Abu Thalhah lalu berkata, “Siapakah orang yang akan membimbingku untuk hal itu?”
“Yang akan mengenalkan hal itu adalah Rasulullah ﷺ.”
Pergilah Abu Thalhah menemui Nabi ﷺ Ketika itu Nabi ﷺ sedang duduk bersama para sahabatnya.
Saat melihat Abu Thalhah, Nabi ﷺ bersabda, “Telah datang kepada kalian Abu Thalhah yang nampak dari kedua bola matanya semangat keislaman.”
Lalu Abu Thalhah datang dan mengabarkan apa yang telah dikatakan oleh Ummu Sulaim terhadapnya. Abu Thalhah pun akhirnya menikahi Ummu Sulaim dengan mahar yang telah dipersyaratkannya. Islam.

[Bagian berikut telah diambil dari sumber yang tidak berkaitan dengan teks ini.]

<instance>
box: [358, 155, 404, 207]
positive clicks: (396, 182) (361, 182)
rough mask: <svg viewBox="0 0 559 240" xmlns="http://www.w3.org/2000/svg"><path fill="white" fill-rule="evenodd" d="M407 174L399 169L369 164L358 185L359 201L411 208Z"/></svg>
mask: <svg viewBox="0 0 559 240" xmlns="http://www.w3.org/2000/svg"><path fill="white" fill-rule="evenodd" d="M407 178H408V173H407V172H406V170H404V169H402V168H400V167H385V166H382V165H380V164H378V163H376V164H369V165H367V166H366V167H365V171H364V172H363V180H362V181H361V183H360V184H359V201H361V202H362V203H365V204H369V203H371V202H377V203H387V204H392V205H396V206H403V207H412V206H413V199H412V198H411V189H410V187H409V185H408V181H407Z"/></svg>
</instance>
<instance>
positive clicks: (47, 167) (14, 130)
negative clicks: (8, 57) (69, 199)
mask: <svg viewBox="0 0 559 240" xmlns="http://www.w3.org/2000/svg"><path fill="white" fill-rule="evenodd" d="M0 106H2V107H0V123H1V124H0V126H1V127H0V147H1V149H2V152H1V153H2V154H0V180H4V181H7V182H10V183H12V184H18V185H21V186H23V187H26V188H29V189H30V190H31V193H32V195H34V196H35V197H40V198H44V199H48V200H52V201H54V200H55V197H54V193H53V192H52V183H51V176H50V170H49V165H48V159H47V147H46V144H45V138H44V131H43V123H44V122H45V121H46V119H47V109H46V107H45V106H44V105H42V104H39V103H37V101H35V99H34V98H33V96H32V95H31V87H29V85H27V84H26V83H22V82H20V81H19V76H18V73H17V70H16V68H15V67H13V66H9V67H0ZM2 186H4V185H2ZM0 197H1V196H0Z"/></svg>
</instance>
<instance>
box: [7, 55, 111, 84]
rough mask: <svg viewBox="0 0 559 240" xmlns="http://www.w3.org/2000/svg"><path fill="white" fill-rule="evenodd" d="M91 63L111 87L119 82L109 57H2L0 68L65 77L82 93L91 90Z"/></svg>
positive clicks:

Tsabit seorang perawi hadits berkata, dari Anas, “Tidaklah aku mendengar ada seorang wanita yang lebih mulia maharnya daripada Ummu Sulaim yang mana maharnya adalah Islam.”

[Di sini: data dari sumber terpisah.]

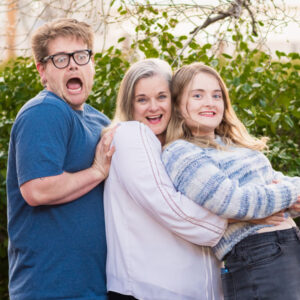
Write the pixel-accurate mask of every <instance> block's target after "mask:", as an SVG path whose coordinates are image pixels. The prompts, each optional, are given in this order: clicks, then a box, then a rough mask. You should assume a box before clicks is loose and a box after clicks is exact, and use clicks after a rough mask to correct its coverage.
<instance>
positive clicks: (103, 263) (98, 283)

Tonton video edukasi Hasmi Peduli: @HasmiPeduliorg
Itulah sepenggal kisah seorang wanita menyikapi cinta. Bukan tentang kekayaan, emas, ataupun sebatas kepuasan ketika bersama.
Ketika cinta menyatu, seharusnya taat itu mudah diraih. Bersamanya surga terbayang, hingga sama-sama saling mengingatkan.
Bila dalam persoalan cinta sejati selama ini yang menjadi inspirasi adalah kisah cintanya Romeo dan Juliet, maka lupakan. Kisah keduanya bukan kisah cinta sejati, melainkan kisah dua manusia bodoh. Islam punya kisah-kisah cinta sejati yang luar biasa. Bukan dongeng semata, tetapi kisah nyata.
Sebagaimana Khadijah radhiyallahu’anha, perempuan konglomerat bermahkota kehormatan, bermandikan gemilang karier, mau menghabiskan hartanya untuk dakwah dan menemani suaminya hidup menderita dalam tekanan embargo. Itulah cinta.
Namun, ada cinta sejati yang lebih dahsyat dan tidak banyak disadari oleh manusia. Sudahkah kita membalasnya?
Cinta sejati itu saat kau berniat melakukan kebaikan, dihitung satu pahala, sedangkan saat kau berniat melakukan keburukan, Ia rahasiakan niatmu itu.
Cinta sejati itu, saat kau mendekat pada-Nya satu jengkal, Ia mendekat padamu satu hasta. Saat kau mendekat satu hasta, Ia mendekat padamu satu depa. Saat kau mendekat dengan berjalan, Ia mendekat dengan berlari.
Cinta sejati itu, saat kau bahkan melupakan-Nya, Ia tetap memberikan seluruh kasih sayangnya. Menunggumu kembali, membukakan pintu maaf yang amat luas, bahkan jika kesalahanmu sebesar gunung.
Tidak ada yang lebih sejati dari cintanya Allah. Sumber kebahagiaan, dan tidak pernah mengecewakan.